On April 8, Johnston reappointed Mel Couvelier as finance minister. Couvelier had previously been finance minister under Vander Zalm, but had resigned on March 6 as a protest against Vander Zalm's conflict-of-interest investigation. Elwood Veitch, who had taken over the finance ministry after Couvelier's resignation, remained in cabinet as minister of international business and immigration.

Johnston shuffled her cabinet on April 15. Three new members joined: Graham Bruce, Larry Chalmers and David Mercier. Notably, Bruce and Mercier were two of the four MLAs who had quit the party caucus in 1989 in protest of Vander Zalm's leadership. Meanwhile, four ministers left cabinet: Harry de Jong, Cliff Michael, Cliff Serwa and Bud Smith. Several portfolios were reconfigured or merged to accommodate the slightly smaller cabinet. The new Ministry of Lands and Parks was created by joining the Ministry of Parks and Ministry of Crown Lands; the tourism and international business portfolios were combined as the new Ministry of Development, Trade and Tourism; and the remaining immigration portfolio was expanded to include multiculturalism.
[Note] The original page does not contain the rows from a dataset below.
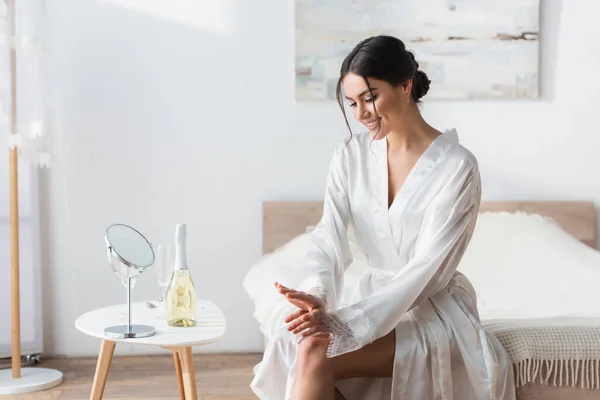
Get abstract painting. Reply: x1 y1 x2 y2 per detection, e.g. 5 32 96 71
295 0 540 100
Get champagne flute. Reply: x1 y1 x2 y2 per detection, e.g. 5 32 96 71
154 243 173 311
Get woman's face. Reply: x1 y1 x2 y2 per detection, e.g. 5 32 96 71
342 73 411 139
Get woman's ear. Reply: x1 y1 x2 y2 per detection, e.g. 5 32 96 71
402 79 412 96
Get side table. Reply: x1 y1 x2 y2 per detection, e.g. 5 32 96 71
75 299 226 400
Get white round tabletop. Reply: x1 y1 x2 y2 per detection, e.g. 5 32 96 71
75 299 226 347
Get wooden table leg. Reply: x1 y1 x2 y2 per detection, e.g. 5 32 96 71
173 350 185 400
90 340 116 400
179 347 198 400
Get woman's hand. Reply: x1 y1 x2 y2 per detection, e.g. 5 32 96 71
275 282 323 312
275 282 329 337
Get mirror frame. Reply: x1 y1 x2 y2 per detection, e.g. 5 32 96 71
104 223 156 268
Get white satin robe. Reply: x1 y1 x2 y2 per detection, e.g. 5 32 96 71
250 130 515 400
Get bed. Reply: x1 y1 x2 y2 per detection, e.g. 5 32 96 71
244 201 600 400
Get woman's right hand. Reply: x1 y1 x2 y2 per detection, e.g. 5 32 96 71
275 282 329 337
275 282 323 312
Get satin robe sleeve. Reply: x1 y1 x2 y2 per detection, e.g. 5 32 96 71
298 144 354 310
327 158 481 357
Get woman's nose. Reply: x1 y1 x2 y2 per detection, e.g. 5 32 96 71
357 105 369 119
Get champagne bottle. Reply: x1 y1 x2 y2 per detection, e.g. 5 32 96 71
167 224 196 326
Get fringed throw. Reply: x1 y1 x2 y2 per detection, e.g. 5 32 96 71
484 320 600 389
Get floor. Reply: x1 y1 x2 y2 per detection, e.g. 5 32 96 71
0 354 260 400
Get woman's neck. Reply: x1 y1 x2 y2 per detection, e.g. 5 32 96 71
385 106 440 152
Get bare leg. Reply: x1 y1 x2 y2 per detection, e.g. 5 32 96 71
292 331 396 400
292 337 335 400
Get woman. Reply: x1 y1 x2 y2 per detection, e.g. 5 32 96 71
251 36 515 400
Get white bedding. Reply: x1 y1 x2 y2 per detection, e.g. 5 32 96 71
244 212 600 389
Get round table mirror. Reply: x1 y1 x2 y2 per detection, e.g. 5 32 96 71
104 224 155 339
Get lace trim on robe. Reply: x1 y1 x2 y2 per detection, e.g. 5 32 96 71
306 286 359 358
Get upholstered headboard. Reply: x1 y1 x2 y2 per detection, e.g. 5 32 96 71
263 201 596 253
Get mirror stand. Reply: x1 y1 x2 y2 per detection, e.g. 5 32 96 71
104 224 155 339
104 277 155 339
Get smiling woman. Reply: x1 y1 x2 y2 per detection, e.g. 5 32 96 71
336 36 431 139
251 36 515 400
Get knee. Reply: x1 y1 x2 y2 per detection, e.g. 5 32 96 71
296 337 329 373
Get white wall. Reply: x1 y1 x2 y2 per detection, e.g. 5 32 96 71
41 0 600 355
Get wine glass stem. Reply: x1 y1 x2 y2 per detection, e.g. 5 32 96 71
127 278 131 333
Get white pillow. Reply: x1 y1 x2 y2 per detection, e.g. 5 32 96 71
458 212 600 320
242 226 367 337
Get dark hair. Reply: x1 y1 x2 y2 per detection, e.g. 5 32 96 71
336 35 431 142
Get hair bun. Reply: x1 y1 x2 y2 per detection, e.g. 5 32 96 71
412 70 431 101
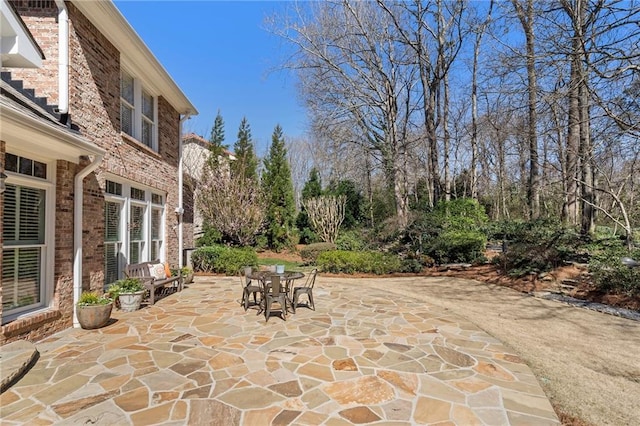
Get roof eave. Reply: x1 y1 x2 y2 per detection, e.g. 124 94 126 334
71 0 198 115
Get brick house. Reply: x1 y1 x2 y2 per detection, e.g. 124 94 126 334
0 0 197 344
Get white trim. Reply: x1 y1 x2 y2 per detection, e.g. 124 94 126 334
102 178 167 285
0 97 106 164
2 166 56 324
0 0 42 68
71 0 198 115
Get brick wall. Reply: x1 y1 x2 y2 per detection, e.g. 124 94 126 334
0 1 186 344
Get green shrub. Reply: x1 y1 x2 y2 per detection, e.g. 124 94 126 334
191 246 258 275
317 250 403 275
499 219 581 277
196 225 222 247
78 291 111 306
589 244 640 296
426 230 487 263
107 277 145 299
300 243 336 264
336 230 366 251
402 198 488 263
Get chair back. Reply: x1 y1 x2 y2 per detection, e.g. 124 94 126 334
304 269 318 288
244 266 253 286
271 275 282 295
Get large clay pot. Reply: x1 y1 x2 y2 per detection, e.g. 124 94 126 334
76 302 113 330
118 290 145 312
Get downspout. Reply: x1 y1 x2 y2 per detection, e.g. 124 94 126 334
56 0 69 120
73 154 104 328
176 112 191 268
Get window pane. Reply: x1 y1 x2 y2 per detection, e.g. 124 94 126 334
19 157 33 176
140 119 153 148
104 243 120 284
151 209 162 240
105 180 122 195
104 202 120 242
142 91 153 121
129 241 141 263
19 187 44 244
4 153 18 173
2 247 41 311
120 103 133 136
3 185 45 245
2 184 18 244
120 72 133 105
129 206 144 241
33 161 47 179
131 187 145 201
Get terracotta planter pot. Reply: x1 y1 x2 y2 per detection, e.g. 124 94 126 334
118 290 145 312
76 303 113 330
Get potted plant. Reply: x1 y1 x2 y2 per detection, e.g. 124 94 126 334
171 266 193 284
108 278 146 312
76 291 113 330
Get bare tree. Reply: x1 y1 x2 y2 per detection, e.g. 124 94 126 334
274 0 415 225
196 168 266 246
303 195 347 243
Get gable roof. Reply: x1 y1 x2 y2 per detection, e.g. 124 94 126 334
71 0 198 115
182 133 235 160
0 73 105 164
0 0 44 68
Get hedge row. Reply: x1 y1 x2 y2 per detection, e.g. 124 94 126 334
317 250 406 275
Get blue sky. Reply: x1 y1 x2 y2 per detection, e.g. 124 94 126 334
114 0 306 156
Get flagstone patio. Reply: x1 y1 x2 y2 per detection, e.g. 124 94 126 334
0 276 559 426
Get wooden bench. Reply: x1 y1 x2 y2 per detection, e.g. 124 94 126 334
124 262 183 305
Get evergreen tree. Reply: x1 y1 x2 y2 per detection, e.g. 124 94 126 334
296 167 322 244
209 110 227 169
262 124 295 250
231 117 258 181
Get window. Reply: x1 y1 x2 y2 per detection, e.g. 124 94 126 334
2 184 47 317
120 71 158 151
104 180 165 285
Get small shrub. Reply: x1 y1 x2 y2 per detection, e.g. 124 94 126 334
336 231 366 251
300 243 336 264
426 230 487 263
107 278 145 299
78 291 111 306
589 244 640 296
499 219 580 277
191 246 258 275
317 250 403 275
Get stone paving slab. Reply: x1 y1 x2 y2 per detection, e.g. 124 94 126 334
0 276 559 425
0 340 38 392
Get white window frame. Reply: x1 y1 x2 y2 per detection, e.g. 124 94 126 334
120 67 158 152
102 176 167 286
2 155 56 324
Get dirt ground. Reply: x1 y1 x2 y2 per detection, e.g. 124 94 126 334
259 248 640 426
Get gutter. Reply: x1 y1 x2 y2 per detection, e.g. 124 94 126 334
175 111 192 268
56 0 69 120
73 154 104 328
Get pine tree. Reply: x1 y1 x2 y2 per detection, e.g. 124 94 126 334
231 117 258 181
262 124 295 250
209 110 227 169
296 167 322 244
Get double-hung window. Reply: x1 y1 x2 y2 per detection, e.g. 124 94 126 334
2 153 53 322
104 180 165 285
120 70 158 151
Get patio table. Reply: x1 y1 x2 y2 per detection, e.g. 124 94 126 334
249 271 305 307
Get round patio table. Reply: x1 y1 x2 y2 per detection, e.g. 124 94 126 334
249 271 304 312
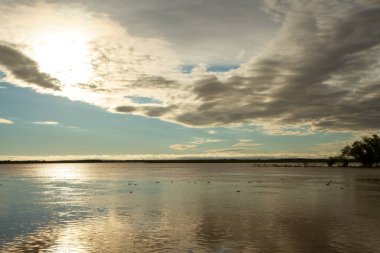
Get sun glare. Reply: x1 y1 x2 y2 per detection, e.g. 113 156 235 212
32 29 92 85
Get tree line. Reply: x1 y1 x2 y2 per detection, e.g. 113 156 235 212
327 134 380 167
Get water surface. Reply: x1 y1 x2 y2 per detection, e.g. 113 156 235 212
0 163 380 252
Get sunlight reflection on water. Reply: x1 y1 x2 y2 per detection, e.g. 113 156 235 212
0 164 380 252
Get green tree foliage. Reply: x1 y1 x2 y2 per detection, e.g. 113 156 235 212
334 134 380 167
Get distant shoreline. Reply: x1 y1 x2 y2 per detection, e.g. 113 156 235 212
0 158 327 164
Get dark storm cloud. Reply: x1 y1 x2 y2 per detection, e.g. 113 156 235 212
0 44 60 90
143 106 175 117
115 106 136 113
176 4 380 130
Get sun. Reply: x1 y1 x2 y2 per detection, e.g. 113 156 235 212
31 28 93 86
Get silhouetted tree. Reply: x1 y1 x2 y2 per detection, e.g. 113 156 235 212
327 156 337 167
335 134 380 167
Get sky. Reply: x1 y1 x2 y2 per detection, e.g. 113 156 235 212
0 0 380 159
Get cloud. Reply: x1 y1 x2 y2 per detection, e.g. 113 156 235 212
233 140 262 148
170 137 223 150
0 44 60 90
0 0 380 133
170 144 196 150
0 118 14 125
190 137 223 145
33 121 59 126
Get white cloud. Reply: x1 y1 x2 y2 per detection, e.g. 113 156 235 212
170 144 196 150
233 140 262 148
0 118 14 125
190 137 223 145
0 0 380 133
33 121 59 126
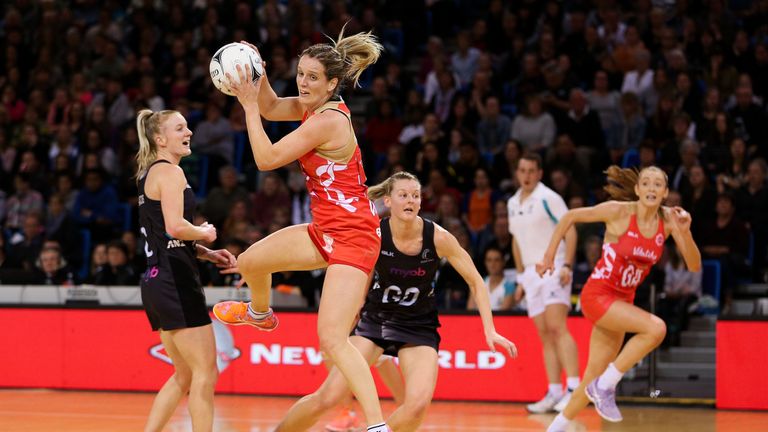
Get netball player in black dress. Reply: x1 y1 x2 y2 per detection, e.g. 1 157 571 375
136 110 236 431
276 172 517 432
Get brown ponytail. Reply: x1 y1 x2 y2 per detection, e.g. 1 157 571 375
603 165 640 201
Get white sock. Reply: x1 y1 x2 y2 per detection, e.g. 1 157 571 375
565 377 581 392
597 363 624 390
248 303 272 321
547 413 571 432
549 383 563 398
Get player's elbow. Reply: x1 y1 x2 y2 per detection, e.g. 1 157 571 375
165 224 184 239
688 260 701 273
256 160 280 171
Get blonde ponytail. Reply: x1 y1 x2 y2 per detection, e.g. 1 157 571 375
335 24 384 87
301 24 384 96
136 109 178 181
603 165 639 201
368 171 421 201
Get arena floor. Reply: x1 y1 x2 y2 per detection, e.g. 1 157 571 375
0 390 768 432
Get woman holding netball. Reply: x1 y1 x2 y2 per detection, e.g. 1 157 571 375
536 166 701 432
213 30 387 432
276 172 517 432
136 109 235 431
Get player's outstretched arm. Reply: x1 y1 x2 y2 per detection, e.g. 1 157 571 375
664 207 701 272
240 41 304 121
229 65 349 171
435 224 517 357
On May 7, Johnston fired Couvelier from cabinet for allegedly breaching the confidentiality provisions of the Financial Institutions Act. Couvelier's departure caused a mini-shuffle: John Jansen was named the new finance minister, Bruce Strachan moved into Jansen's old role as health minister, and Stan Hagen took over Strachan's old portfolio of advanced education (while remaining education minister).

On May 29, Peter Albert Dueck was appointed Minister of Advanced Education. Dueck had previously been in Vander Zalm's cabinet until being forced to resign in May 1990 over an expenses scandal; after an RCMP investigation cleared him of any wrongdoing, Johnston invited him back to cabinet.